実装方法は、親に連結された時間 $T_u$ を保存するのと、あるノードのある時刻における連結成分の大きさを保存することで、 ある時刻 $t$ のルートを見つけたいときは $T_u \leq t$ であるまで遡ればいいということがわかる。 また、サイズを知りたいときはまず $u$ のルート $r$ を見つけてから $r$ の連結成分の大きさについてのリストについて 二分探索すればある時刻までの連結成分の大きさを見つけられるといった感じである。

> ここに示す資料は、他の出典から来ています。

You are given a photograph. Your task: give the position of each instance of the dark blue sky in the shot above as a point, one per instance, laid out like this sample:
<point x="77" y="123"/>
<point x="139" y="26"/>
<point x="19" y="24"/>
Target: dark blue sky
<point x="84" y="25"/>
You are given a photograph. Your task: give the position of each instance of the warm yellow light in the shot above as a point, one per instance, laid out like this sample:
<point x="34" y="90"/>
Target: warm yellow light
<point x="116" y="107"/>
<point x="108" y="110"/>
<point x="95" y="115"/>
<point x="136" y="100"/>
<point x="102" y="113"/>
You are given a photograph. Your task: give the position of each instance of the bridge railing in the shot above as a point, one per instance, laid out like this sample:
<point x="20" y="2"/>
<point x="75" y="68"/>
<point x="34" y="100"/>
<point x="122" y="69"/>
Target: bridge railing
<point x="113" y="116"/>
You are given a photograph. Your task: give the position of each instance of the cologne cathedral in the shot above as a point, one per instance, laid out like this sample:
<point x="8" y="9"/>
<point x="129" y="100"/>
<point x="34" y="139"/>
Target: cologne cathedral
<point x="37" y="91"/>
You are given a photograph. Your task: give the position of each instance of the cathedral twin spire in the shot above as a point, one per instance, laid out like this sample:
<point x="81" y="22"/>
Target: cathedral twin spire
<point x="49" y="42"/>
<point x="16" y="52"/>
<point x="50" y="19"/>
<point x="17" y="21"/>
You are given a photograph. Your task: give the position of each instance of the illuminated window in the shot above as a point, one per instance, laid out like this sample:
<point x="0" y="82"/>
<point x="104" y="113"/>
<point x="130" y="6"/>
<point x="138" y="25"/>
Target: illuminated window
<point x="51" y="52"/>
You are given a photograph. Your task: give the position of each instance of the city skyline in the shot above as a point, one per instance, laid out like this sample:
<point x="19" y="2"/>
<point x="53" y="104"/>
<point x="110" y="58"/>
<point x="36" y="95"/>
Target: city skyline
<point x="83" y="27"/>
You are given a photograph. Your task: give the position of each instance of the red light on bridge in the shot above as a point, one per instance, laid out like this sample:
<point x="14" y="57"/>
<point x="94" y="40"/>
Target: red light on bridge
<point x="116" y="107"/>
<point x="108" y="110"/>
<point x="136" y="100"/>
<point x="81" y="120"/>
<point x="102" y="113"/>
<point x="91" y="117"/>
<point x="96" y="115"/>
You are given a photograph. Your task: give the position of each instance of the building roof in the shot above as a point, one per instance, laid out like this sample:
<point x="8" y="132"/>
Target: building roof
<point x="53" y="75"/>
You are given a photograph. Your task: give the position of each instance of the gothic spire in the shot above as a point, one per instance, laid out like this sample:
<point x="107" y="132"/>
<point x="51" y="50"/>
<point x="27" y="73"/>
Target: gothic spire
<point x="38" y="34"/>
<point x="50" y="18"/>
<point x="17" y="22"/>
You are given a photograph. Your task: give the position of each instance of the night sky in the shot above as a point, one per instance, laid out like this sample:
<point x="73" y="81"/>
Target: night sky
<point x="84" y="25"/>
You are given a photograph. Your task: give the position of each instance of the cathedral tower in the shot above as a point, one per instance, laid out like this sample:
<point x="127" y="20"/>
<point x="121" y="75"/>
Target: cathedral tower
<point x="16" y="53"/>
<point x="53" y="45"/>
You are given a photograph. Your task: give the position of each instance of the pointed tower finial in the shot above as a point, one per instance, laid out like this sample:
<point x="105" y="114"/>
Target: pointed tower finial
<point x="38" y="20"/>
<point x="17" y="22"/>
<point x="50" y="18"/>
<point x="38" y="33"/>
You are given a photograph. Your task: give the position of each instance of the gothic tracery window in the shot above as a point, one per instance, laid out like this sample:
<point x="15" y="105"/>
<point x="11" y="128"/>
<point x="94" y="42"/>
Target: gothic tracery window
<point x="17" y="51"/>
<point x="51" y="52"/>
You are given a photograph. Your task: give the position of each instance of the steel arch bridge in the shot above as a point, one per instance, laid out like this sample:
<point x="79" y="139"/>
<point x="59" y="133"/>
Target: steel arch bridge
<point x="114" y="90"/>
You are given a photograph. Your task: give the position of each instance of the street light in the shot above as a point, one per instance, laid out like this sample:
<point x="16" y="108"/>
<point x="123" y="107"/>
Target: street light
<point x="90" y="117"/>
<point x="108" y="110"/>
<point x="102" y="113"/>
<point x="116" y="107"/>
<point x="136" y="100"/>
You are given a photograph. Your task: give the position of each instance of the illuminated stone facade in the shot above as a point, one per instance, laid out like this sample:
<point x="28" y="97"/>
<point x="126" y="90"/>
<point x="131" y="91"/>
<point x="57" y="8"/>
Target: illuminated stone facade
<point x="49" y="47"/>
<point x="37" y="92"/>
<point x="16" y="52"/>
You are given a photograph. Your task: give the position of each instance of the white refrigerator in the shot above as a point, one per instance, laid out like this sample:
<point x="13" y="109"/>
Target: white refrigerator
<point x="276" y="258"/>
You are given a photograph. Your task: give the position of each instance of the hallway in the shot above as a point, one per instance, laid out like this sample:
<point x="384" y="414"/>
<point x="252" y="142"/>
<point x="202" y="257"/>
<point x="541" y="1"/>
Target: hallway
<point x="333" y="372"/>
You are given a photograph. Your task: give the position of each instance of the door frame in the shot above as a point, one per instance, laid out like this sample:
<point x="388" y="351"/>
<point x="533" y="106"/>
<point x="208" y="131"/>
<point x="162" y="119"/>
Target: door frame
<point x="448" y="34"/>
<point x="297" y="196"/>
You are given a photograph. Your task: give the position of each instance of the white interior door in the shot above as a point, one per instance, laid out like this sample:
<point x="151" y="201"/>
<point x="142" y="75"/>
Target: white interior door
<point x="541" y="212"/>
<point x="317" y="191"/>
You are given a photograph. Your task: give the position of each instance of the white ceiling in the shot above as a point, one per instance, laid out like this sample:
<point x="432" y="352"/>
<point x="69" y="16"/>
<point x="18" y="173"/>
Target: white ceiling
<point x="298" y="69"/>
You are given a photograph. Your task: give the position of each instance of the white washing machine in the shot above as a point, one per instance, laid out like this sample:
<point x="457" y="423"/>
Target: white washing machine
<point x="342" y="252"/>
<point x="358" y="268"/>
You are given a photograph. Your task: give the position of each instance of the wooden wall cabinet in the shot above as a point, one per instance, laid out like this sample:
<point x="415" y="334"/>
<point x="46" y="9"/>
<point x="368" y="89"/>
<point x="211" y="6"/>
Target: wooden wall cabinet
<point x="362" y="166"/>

よってこの方法でも、クエリについて $O(Q \log M \log N)$ で調べられる。 こっちは $2$ 倍のノードを生成する必要もなくダブリングもする必要もないので定数倍が軽く、 228ms 程度で通る。

実装方法 2 (想定解)

並列二分探索という、すべてのクエリに対して二分探索を $1$ 回進めてしまうという方法が想定解である。 今回は、連結情報を取るためにクエリごとに逐一 Union-Find を $O(M)$ 回回す必要があったが、 この連結させている最中に $Q$ 個のクエリを処理してしまおうというアイデアである。

二分探索の ok と ng という値をクエリごと( $ok_j, ng_j$ みたいに) に持っておく。 そして現在調べたいスコアというのは $(ok_j + ng_j) / 2$ であるので、 それぞれの調べたいスコアの位置にクエリを入れておくことにする。

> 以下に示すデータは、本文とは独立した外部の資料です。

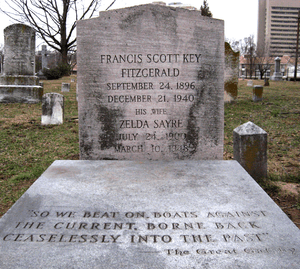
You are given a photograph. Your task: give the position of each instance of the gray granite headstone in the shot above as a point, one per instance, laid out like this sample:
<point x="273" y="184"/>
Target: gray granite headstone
<point x="250" y="149"/>
<point x="277" y="72"/>
<point x="134" y="214"/>
<point x="151" y="84"/>
<point x="18" y="84"/>
<point x="65" y="87"/>
<point x="44" y="57"/>
<point x="257" y="93"/>
<point x="52" y="109"/>
<point x="232" y="60"/>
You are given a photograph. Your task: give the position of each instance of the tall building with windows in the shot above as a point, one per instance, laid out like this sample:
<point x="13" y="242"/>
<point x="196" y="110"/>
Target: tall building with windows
<point x="277" y="27"/>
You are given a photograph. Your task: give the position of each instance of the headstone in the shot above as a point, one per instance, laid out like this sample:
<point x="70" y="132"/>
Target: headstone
<point x="142" y="214"/>
<point x="52" y="108"/>
<point x="65" y="87"/>
<point x="152" y="90"/>
<point x="44" y="57"/>
<point x="267" y="83"/>
<point x="257" y="93"/>
<point x="250" y="83"/>
<point x="18" y="83"/>
<point x="250" y="149"/>
<point x="232" y="60"/>
<point x="277" y="74"/>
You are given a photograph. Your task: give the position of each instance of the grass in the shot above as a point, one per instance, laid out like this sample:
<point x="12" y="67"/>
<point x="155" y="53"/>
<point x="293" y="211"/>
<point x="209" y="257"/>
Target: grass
<point x="28" y="148"/>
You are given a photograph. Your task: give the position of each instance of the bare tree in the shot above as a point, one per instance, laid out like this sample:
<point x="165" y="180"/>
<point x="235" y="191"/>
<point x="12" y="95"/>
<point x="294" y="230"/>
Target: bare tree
<point x="234" y="44"/>
<point x="50" y="18"/>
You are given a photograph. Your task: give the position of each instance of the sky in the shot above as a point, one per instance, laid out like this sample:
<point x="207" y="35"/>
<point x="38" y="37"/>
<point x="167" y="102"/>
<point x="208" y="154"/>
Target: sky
<point x="240" y="16"/>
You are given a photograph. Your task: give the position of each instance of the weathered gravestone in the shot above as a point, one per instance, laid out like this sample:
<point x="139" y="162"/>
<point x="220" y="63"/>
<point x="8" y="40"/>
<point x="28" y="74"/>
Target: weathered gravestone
<point x="257" y="93"/>
<point x="148" y="214"/>
<point x="277" y="72"/>
<point x="18" y="83"/>
<point x="65" y="87"/>
<point x="232" y="60"/>
<point x="52" y="109"/>
<point x="250" y="149"/>
<point x="154" y="88"/>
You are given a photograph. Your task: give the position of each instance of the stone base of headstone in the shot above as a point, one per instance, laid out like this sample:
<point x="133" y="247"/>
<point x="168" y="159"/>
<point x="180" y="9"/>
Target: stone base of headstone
<point x="257" y="93"/>
<point x="20" y="89"/>
<point x="52" y="109"/>
<point x="267" y="83"/>
<point x="250" y="149"/>
<point x="125" y="214"/>
<point x="276" y="77"/>
<point x="250" y="83"/>
<point x="65" y="87"/>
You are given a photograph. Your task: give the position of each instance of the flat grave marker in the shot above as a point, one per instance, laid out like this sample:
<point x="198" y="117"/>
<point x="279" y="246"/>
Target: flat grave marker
<point x="134" y="214"/>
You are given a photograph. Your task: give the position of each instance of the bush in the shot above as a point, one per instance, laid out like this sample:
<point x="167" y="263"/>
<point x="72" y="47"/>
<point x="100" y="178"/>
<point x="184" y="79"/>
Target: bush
<point x="57" y="71"/>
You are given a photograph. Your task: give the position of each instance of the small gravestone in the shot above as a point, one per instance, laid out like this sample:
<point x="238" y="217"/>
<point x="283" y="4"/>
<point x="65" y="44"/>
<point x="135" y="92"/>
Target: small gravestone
<point x="52" y="108"/>
<point x="65" y="87"/>
<point x="250" y="83"/>
<point x="44" y="57"/>
<point x="18" y="84"/>
<point x="277" y="73"/>
<point x="267" y="83"/>
<point x="152" y="90"/>
<point x="257" y="95"/>
<point x="232" y="60"/>
<point x="250" y="149"/>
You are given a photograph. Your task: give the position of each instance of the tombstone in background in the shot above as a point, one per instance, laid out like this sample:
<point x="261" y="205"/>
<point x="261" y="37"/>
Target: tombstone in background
<point x="52" y="108"/>
<point x="231" y="73"/>
<point x="44" y="57"/>
<point x="18" y="84"/>
<point x="257" y="93"/>
<point x="65" y="87"/>
<point x="277" y="74"/>
<point x="250" y="149"/>
<point x="250" y="83"/>
<point x="161" y="89"/>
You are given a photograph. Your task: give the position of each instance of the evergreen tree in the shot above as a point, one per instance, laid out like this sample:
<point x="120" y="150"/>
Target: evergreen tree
<point x="205" y="9"/>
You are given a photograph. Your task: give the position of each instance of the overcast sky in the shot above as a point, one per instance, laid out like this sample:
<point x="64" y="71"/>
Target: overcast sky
<point x="240" y="16"/>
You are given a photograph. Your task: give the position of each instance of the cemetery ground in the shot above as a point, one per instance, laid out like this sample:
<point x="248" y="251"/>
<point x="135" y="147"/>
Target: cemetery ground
<point x="28" y="148"/>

すると、グラフを連結させた適切なタイミングでクエリがでてくるので、その時の $x_j$ と $y_j$ のサイズについて 見るだけで済み、このときに すべての $j$ における二分探索を一つ進めることができる。

つまりこの連結させる処理を $O(\log M)$ 回程度行えば、すべての二分探索を終えることができる。 この計算量は $O((Q+M+N)\log M)$ 程度であり一番高速だと思う(アッカーマンの逆関数は除く)。 通してみたら 108 ms 程度だったのでこの3つの中では一番速いと思う。

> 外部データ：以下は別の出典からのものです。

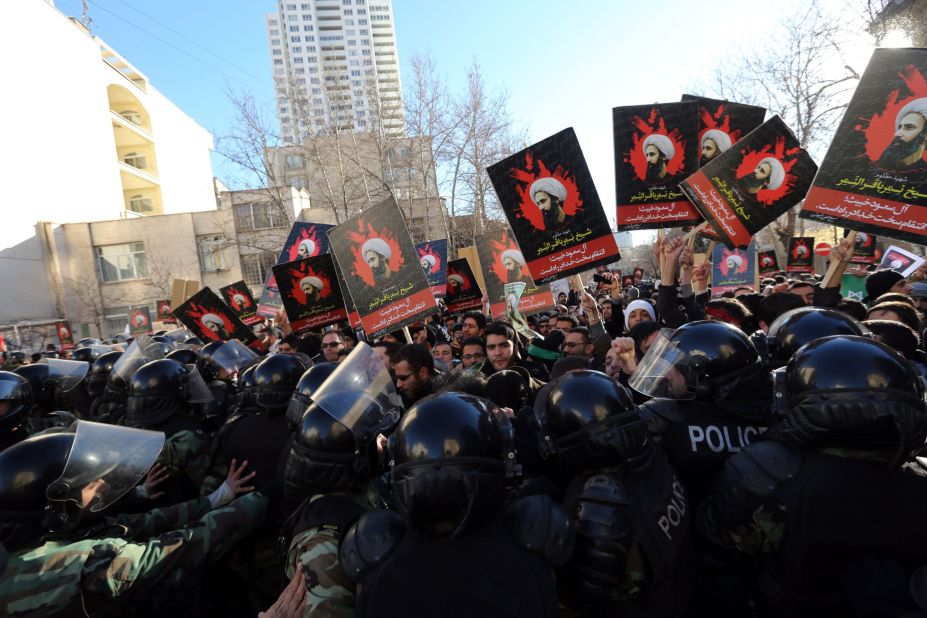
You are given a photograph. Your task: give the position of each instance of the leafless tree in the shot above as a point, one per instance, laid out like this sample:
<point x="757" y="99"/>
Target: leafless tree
<point x="484" y="133"/>
<point x="802" y="72"/>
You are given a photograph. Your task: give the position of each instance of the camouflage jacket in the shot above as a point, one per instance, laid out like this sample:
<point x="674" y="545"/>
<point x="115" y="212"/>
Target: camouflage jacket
<point x="188" y="453"/>
<point x="329" y="592"/>
<point x="105" y="576"/>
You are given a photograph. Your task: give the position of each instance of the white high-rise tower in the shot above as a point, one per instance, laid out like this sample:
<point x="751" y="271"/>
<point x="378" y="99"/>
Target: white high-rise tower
<point x="335" y="67"/>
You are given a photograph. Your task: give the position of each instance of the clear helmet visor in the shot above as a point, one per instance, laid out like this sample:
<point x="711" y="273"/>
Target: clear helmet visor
<point x="64" y="373"/>
<point x="361" y="372"/>
<point x="233" y="356"/>
<point x="105" y="462"/>
<point x="665" y="370"/>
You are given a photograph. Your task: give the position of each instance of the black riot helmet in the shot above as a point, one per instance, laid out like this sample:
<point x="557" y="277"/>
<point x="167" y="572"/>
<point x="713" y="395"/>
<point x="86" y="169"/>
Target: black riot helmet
<point x="587" y="420"/>
<point x="707" y="360"/>
<point x="508" y="388"/>
<point x="184" y="356"/>
<point x="275" y="377"/>
<point x="851" y="392"/>
<point x="308" y="383"/>
<point x="161" y="388"/>
<point x="451" y="457"/>
<point x="15" y="402"/>
<point x="52" y="380"/>
<point x="86" y="354"/>
<point x="328" y="452"/>
<point x="801" y="326"/>
<point x="100" y="371"/>
<point x="205" y="363"/>
<point x="43" y="478"/>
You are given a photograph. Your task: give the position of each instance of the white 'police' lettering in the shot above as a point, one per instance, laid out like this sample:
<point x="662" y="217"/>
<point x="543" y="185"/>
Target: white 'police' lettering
<point x="675" y="511"/>
<point x="720" y="440"/>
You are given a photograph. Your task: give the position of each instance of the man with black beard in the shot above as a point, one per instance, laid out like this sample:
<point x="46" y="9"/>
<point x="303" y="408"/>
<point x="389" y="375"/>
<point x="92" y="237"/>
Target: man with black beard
<point x="659" y="150"/>
<point x="769" y="174"/>
<point x="906" y="151"/>
<point x="548" y="194"/>
<point x="377" y="253"/>
<point x="514" y="261"/>
<point x="714" y="142"/>
<point x="312" y="288"/>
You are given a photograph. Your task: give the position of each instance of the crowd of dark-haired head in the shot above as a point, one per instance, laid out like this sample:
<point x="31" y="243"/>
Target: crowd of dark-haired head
<point x="648" y="447"/>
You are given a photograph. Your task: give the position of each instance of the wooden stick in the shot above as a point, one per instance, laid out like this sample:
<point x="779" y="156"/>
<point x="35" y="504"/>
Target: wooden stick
<point x="837" y="267"/>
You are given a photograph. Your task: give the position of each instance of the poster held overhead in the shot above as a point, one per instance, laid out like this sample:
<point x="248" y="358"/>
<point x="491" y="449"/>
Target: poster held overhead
<point x="732" y="268"/>
<point x="656" y="147"/>
<point x="164" y="312"/>
<point x="140" y="320"/>
<point x="311" y="292"/>
<point x="502" y="261"/>
<point x="238" y="296"/>
<point x="874" y="176"/>
<point x="305" y="240"/>
<point x="432" y="255"/>
<point x="463" y="291"/>
<point x="721" y="124"/>
<point x="745" y="188"/>
<point x="553" y="209"/>
<point x="767" y="262"/>
<point x="381" y="269"/>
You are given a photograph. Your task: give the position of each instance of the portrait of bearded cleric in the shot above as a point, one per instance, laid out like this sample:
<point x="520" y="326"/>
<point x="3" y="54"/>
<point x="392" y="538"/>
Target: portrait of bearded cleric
<point x="905" y="153"/>
<point x="713" y="143"/>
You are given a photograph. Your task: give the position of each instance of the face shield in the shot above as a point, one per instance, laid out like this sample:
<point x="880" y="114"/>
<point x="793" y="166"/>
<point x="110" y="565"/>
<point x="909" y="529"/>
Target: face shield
<point x="360" y="394"/>
<point x="105" y="462"/>
<point x="232" y="357"/>
<point x="65" y="374"/>
<point x="666" y="371"/>
<point x="143" y="349"/>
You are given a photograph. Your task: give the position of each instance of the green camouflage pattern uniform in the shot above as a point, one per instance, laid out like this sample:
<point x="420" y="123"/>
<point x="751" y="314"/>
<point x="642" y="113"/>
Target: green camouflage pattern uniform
<point x="329" y="592"/>
<point x="187" y="453"/>
<point x="107" y="575"/>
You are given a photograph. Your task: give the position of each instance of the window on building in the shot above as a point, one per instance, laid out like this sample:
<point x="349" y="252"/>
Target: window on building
<point x="136" y="160"/>
<point x="140" y="204"/>
<point x="212" y="252"/>
<point x="122" y="262"/>
<point x="256" y="266"/>
<point x="258" y="216"/>
<point x="115" y="320"/>
<point x="132" y="116"/>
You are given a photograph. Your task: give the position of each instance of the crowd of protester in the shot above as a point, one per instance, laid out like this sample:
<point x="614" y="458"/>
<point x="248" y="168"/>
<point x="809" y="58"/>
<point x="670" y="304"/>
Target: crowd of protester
<point x="645" y="450"/>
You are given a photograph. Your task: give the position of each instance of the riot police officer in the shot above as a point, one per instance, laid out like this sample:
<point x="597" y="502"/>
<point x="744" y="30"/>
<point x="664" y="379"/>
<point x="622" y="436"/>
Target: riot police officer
<point x="827" y="502"/>
<point x="452" y="547"/>
<point x="713" y="395"/>
<point x="633" y="550"/>
<point x="15" y="405"/>
<point x="801" y="326"/>
<point x="68" y="555"/>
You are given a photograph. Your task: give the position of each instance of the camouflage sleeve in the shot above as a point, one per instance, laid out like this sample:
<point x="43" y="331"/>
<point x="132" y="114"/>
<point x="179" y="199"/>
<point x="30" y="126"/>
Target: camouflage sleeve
<point x="186" y="452"/>
<point x="761" y="532"/>
<point x="156" y="521"/>
<point x="329" y="592"/>
<point x="133" y="571"/>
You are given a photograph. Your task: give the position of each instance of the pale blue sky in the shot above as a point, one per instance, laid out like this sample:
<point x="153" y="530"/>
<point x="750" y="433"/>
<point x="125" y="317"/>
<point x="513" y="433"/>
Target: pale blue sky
<point x="562" y="63"/>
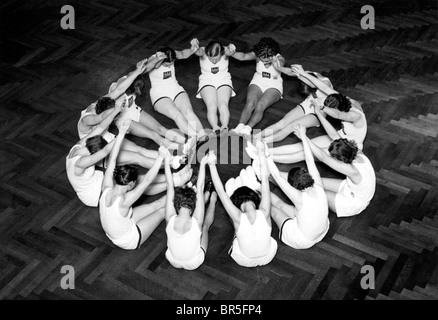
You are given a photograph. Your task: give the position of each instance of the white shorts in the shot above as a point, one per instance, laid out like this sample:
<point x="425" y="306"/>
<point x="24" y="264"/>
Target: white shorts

データ構造も普通の Union-Find しか使わないので最もイージーな実装方法になっている。

ソースコード

最初に通したときの実装

Union-Find の実装やその他の非本質の部分は省く。

前に書いた 根付き木のライブラリを書いてみたよ の根付き木のライブラリに 多少関数を追加している(getAncestor, getAncestorDist)。 RootedTree のエッジを張ったら部分木について葉の数を計算しておき、 クエリ処理するという流れである。

部分永続 Union-Find を使用した実装

こっちは割とこじんまりとしている。$t$ は昇順に入れる必要がある。

想定解 並列二分探索

クエリの処理の方法の工夫。

感想

並列二分探索などは、かなり使い勝手がいいと思った。ただ、クエリ内で二分探索する系って多いのかな? だけれども、色々と知れるのはやはり嬉しい。1000 点問題で橙 Diff であるが、思いつきやすい問題ではあったと思う。 ただデータ構造を知らないで普通に実装しようとするとかなり難しいなと思う。 逆にデータ構造さえ知っていれば貼ればいいみたいな状態ではあったので結構知識ゲーなのかなとも思った。